Les États-Unis envoient une délégation à Caracas pour étudier la réouverture de leur ambassade

Le gouvernement des États-Unis a confirmé vendredi avoir envoyé à Caracas une délégation de diplomates afin d’examiner la possibilité de rouvrir l’ambassade américaine au Venezuela, à la suite de l’opération qui a conduit à la capture du président Nicolás Maduro le 3 janvier, ont indiqué les autorités.

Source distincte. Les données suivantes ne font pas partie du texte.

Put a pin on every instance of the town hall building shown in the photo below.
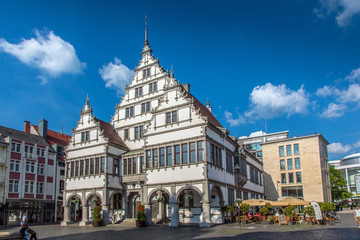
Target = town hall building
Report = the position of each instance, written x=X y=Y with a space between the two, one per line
x=163 y=148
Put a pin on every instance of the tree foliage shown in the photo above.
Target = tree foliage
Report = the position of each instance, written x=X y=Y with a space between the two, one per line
x=338 y=185
x=244 y=208
x=140 y=213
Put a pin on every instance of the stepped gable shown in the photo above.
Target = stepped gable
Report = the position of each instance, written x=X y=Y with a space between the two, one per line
x=110 y=133
x=204 y=111
x=55 y=137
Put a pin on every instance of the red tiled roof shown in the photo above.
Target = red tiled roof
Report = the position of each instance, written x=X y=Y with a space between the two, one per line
x=204 y=111
x=110 y=133
x=55 y=137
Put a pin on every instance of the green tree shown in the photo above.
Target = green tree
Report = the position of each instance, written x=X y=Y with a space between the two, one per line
x=338 y=185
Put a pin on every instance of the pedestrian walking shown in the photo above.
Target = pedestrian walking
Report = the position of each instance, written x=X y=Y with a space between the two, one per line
x=24 y=220
x=357 y=216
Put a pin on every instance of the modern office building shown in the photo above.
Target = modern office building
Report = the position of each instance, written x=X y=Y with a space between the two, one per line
x=3 y=172
x=350 y=170
x=253 y=143
x=297 y=167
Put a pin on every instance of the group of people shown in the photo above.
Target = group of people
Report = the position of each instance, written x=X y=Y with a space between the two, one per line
x=25 y=231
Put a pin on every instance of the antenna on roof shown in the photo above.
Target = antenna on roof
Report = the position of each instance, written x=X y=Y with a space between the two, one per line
x=172 y=72
x=265 y=125
x=146 y=29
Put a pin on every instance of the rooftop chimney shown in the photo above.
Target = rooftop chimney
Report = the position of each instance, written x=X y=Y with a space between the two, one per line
x=27 y=126
x=43 y=128
x=187 y=87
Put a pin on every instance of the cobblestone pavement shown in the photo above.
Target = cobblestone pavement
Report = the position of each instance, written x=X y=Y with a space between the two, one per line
x=346 y=229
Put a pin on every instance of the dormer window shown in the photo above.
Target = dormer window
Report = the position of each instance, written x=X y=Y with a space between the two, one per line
x=138 y=92
x=171 y=117
x=145 y=107
x=153 y=87
x=146 y=73
x=15 y=147
x=85 y=136
x=138 y=132
x=129 y=112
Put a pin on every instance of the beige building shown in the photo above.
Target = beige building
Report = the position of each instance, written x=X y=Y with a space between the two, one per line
x=297 y=167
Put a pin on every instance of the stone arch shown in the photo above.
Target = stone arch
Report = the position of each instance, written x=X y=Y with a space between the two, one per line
x=87 y=198
x=74 y=208
x=149 y=197
x=189 y=188
x=71 y=196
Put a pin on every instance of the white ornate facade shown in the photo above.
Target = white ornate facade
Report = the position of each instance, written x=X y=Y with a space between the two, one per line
x=172 y=155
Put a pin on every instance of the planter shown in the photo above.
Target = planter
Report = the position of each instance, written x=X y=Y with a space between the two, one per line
x=97 y=224
x=141 y=223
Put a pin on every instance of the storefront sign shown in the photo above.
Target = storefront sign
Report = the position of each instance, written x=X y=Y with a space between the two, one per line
x=357 y=184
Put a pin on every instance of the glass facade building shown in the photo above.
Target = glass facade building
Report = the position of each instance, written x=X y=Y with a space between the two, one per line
x=350 y=168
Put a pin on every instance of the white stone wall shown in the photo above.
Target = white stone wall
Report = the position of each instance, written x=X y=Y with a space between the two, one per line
x=185 y=173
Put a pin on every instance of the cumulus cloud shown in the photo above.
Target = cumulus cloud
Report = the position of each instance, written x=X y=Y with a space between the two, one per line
x=357 y=145
x=326 y=91
x=338 y=148
x=344 y=10
x=269 y=101
x=47 y=52
x=234 y=121
x=354 y=75
x=116 y=75
x=352 y=94
x=334 y=110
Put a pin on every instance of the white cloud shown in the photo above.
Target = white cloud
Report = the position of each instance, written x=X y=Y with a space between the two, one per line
x=344 y=10
x=47 y=52
x=352 y=94
x=269 y=101
x=357 y=145
x=326 y=91
x=116 y=75
x=338 y=148
x=354 y=75
x=334 y=110
x=234 y=121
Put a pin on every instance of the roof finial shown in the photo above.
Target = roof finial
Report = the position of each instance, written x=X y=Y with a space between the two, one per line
x=146 y=30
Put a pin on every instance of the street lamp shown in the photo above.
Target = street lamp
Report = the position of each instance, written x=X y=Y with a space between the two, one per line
x=278 y=188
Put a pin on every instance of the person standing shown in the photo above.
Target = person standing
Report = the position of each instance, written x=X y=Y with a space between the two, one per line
x=357 y=216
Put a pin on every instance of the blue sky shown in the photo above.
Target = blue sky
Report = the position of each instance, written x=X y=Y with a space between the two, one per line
x=293 y=64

Un responsable du département d’État a précisé que, le 9 janvier, du personnel diplomatique et de sécurité américain de l’Unité des affaires vénézuéliennes (VAU, selon son sigle en anglais), y compris le chargé d’affaires John T. McNamara, s’est rendu à Caracas pour réaliser une évaluation initiale en vue d’une éventuelle reprise progressive des opérations.

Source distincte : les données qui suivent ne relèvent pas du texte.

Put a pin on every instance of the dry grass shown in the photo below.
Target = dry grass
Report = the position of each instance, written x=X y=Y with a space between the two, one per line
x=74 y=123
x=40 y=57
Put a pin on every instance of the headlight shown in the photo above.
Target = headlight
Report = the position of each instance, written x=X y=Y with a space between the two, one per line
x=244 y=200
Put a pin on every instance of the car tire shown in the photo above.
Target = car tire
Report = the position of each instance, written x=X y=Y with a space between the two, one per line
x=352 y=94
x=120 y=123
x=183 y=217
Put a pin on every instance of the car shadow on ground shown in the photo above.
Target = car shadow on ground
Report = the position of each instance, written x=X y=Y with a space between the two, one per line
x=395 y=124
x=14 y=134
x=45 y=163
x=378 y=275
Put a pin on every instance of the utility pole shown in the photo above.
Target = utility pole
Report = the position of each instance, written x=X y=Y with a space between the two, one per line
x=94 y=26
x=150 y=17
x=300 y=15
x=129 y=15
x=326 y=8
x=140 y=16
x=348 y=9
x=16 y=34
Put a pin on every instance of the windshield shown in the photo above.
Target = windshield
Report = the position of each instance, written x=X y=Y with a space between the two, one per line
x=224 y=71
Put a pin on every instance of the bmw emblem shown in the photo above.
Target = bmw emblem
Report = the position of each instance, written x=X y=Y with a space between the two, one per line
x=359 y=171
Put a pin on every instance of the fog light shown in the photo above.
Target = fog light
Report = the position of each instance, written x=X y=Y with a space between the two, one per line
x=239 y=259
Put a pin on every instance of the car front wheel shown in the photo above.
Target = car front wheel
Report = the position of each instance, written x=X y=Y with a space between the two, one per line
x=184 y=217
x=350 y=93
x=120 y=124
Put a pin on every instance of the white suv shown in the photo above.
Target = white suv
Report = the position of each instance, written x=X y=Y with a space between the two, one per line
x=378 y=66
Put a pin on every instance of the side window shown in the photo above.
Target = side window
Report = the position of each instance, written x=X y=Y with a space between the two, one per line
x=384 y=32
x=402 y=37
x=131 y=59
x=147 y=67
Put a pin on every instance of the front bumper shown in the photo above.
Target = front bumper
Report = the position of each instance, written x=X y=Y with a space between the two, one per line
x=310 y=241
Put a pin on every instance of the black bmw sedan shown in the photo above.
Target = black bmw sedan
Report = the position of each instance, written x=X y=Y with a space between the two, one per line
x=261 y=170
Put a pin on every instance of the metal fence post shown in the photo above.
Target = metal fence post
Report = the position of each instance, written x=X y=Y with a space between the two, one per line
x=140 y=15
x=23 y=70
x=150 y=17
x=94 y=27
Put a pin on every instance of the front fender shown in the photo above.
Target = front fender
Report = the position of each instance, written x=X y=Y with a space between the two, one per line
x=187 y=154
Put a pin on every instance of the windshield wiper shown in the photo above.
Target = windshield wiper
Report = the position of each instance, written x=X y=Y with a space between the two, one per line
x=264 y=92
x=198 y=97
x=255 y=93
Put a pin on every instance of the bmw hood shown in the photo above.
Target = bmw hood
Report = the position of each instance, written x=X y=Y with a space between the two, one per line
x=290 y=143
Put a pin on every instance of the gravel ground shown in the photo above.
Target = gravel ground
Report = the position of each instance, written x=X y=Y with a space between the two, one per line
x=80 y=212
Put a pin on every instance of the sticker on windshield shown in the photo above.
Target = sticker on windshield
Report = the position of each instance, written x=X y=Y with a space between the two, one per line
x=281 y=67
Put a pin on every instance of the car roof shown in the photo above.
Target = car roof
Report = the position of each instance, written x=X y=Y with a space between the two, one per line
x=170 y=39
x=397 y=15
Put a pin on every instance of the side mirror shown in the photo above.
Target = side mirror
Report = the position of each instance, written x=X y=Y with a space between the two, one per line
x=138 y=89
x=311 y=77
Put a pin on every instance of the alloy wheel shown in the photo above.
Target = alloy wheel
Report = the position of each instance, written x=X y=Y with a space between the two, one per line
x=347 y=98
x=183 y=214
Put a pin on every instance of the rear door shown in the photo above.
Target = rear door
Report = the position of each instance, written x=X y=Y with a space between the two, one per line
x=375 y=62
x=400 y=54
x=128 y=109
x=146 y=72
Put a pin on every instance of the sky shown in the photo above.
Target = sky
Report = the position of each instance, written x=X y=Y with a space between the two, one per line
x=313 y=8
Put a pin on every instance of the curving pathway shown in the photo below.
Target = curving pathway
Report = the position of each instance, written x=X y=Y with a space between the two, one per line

Le président américain Donald Trump avait déjà déclaré, peu après la mission ayant abouti à l’arrestation de Maduro et à son transfert à New York pour y être jugé pour narcoterrorisme, que Washington envisageait de rétablir sa représentation diplomatique dans le pays caribéen.

Depuis lors, les États-Unis gèrent leurs relations avec le Venezuela par l’intermédiaire de leur Bureau externe pour le Venezuela, basé à l’ambassade américaine à Bogotá. Le déplacement exploratoire de cette délégation marque un changement notable dans l’approche américaine, alors que Washington évalue un retour diplomatique à Caracas.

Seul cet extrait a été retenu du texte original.